Karla Schexnayder came up to my mom’s house in Kansas City last summer and we attended church of the Resurrection. That Sunday, Adam Hamilton shared a story of Audrey Hunt who teaches voice lessons in a community college in CA. She tells the story of Edward who was one of her students. He was a little unkempt and looked sad most of the time. He sat at the back of the room and didn’t talk to anyone. When she saw him at lunch, he sat all alone just staring off into space. She knew something was going on with him so she tried to engage him in conversation. The more she did, the better his test grades became but he never really tried to apply himself. When she would read his papers, she knew he could have put more into them. So she would write, “I think you can do better than this. I know you have more ability than this.” Despite all of this, at the end of the semester, she knew he would probably get a ‘D.’ When it came time to give the final, the student she was most worried about was Edward. She was worried what a ‘D’ would do to him but as a teacher you don’t give out grades people don’t deserve. When she got his final exam back, she graded it and sure enough it was a ‘D.’ She asked each of the students to come in the following Tuesday individually and she would return their final exam and give them their final grade. The students lined up outside her door and as she peered out, she couldn’t see Edward. She got to the last student in line and still no Edward. But as she started to pack her things up, Edward walked in, disheveled as always with his head hanging down. Before she could say a word, he said, “Mrs. Hunt, I know I’ve been a bad student. I know I’m stupid. I know I’m probably a disappointment and an embarrassment to you. I’m really sorry about that and I know I got a bad grade.” Audrey’s heart broke listening to him saying this. She wanted to reach out to him, this boy who had such a low opinion of himself. At that moment, she did something she had never done before. She looked at Edward and said, “Edward, your grade in this class is an ‘A’. He was stunned and said, “I didn’t get an ‘A’ in this class.” She said, “Edward, you may have been a D student in my class but you’re an A human being. I see potential in you. I believe in you.” And then she said, “Edward, I love you.”

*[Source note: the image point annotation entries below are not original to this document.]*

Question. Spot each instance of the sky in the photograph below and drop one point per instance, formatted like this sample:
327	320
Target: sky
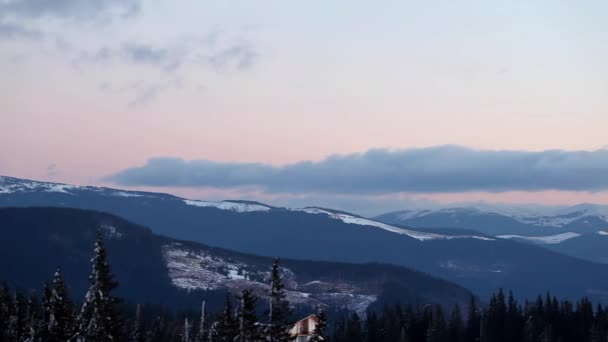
354	105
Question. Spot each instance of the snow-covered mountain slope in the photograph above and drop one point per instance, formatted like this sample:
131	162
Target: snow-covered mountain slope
15	188
156	269
551	239
465	257
418	235
505	220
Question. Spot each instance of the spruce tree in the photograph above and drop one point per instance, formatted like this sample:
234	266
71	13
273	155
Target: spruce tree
17	328
227	327
5	311
98	319
455	325
58	310
319	333
279	310
186	331
138	331
34	321
437	329
473	321
200	335
247	318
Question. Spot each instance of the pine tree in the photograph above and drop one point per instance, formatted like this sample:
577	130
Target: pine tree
456	325
319	333
98	320
437	329
200	335
279	311
17	328
227	328
5	311
247	318
186	331
33	323
138	331
58	310
473	321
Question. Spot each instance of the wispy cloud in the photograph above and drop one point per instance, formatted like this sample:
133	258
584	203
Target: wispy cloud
68	9
16	31
219	56
379	171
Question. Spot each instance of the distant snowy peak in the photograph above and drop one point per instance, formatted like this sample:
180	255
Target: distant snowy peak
558	218
551	239
350	219
241	207
10	185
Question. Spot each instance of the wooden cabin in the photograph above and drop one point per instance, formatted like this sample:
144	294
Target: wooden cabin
302	330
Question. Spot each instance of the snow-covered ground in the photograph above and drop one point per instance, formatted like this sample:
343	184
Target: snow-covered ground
198	270
533	215
421	236
551	239
240	207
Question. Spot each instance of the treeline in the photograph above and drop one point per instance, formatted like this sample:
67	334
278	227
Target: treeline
503	320
102	317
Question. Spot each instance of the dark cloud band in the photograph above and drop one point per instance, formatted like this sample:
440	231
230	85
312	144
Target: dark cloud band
378	171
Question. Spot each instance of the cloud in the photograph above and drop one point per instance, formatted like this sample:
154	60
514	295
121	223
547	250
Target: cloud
379	171
239	56
69	9
15	31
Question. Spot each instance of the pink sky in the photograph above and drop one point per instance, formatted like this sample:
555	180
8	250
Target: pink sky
487	77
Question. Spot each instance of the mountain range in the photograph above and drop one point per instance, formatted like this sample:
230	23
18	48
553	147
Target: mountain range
158	270
476	260
580	230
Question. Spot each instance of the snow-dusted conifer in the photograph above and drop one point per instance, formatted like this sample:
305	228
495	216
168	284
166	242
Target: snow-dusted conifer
200	335
98	320
247	319
138	331
319	333
279	311
58	310
186	331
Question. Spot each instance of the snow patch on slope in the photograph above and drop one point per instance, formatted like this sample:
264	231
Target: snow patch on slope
240	207
349	219
551	239
198	270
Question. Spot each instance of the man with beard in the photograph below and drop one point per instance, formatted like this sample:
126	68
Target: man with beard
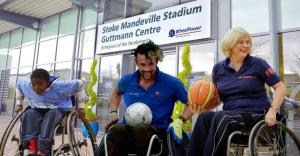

That night she received a call from the priest in the local Catholic Parish. He apologized for calling so late and explained he had to call her. “I want you to know that whatever you said to Edward today changed the course of his life. He explained that Edward had an older brother who always picked on him. Edward wanted nothing more than to impress his older brother but his brother continuously called him stupid and told him he was dumb. The priest got called to the family home because his parents found the note on Edward’s pillow which read, “I am sorry I could not be the son and brother you wanted me to be. All I ever wanted was to be loved. Sorry for being unlovable. I will go now. You will find me in the closet. I’m sorry for any inconvenience I’ve caused you. Please have my body cremated.” In the closet, they found a noose which he was planning to use later. The priest said, It wasn’t long after finding the note that Edward returned home and told his family he had changed his mind and wanted to live because of something you said in your office today.” Today, Edward is a successful dentist in Southern, CA. He is married with 4 kids but that happened because one person used her words to build someone up and those words gave grace and hope.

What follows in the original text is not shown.